Security firm Immunity has released a tool aimed at largely automating the process of putting together security exploits, a move some believe will lead to a dramatic rise in the number of "zero-day" exploits making the rounds.
Immunity, a security firm known for its aggressive approach to hunting down and publicizing zero-day security flaws, released its free Debugger tool at the Defcon hacker conference in Las Vegas last week, and the tool has already begun making waves.
At issue is the growing prevalence of zero-day flaws, that is, known bugs that haven't yet been patched. In a relatively recent practice, for instance, malicious hackers have begun circulating zero-day Windows flaws shortly after Microsoft's monthly patch cycle, to allow the widest gap before a patch appears.
Such bugs become drastically more serious when an exploit has been created to take advantage of them, but until now the process of writing an exploit required plenty of elbow-grease.
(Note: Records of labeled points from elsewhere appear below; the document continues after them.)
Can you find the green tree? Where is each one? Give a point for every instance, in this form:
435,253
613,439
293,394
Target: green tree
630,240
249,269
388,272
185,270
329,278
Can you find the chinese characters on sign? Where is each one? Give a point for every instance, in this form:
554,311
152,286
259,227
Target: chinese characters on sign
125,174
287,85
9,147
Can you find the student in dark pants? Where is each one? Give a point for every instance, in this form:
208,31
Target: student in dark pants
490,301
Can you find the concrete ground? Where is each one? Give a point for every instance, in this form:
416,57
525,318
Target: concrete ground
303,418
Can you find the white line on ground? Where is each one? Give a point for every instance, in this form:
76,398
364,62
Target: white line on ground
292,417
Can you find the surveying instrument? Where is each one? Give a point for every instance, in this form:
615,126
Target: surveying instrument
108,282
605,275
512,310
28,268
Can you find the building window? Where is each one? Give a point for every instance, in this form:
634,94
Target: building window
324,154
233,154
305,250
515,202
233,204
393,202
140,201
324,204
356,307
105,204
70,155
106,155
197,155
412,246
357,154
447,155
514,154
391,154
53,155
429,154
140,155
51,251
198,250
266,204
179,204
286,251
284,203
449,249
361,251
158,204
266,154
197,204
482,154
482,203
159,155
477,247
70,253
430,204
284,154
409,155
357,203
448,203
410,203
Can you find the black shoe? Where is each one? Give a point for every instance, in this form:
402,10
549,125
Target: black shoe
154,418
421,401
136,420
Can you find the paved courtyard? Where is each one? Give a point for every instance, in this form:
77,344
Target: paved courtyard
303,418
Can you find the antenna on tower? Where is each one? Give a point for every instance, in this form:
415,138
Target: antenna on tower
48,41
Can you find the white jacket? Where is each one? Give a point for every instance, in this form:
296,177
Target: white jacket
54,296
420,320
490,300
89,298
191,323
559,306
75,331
Security experts tend to either write exploits manually or write their own tools automating the task.
Immunity said Debugger, which is aimed at security professionals, could halve the time it takes to write an exploit.
The product took nearly a year to develop, and combines command-line and graphical features, Immunity said. All its features -- the debugging API, the graphing engine and the graphical API -- are accessible from the Python scripting engine, Immunity said.
"So we put everything together and developed something we feel very comfortable using," the company said in a security mailing list message announcing Debugger.
Debugger includes a number of example scripts and users can write their own scripts. The software as well as monthly updates will be provided for free.
Immunity's reasoning is that it's the bugs themselves that are the problem, not the discovery and disclosure of those bugs, said chief executive Dave Aitel.
But other security firms have taken a more conservative stance, arguing that from a practical point of view, the disclosure of more zero-day bugs and their accompanying exploits only exacerbates the security arms race.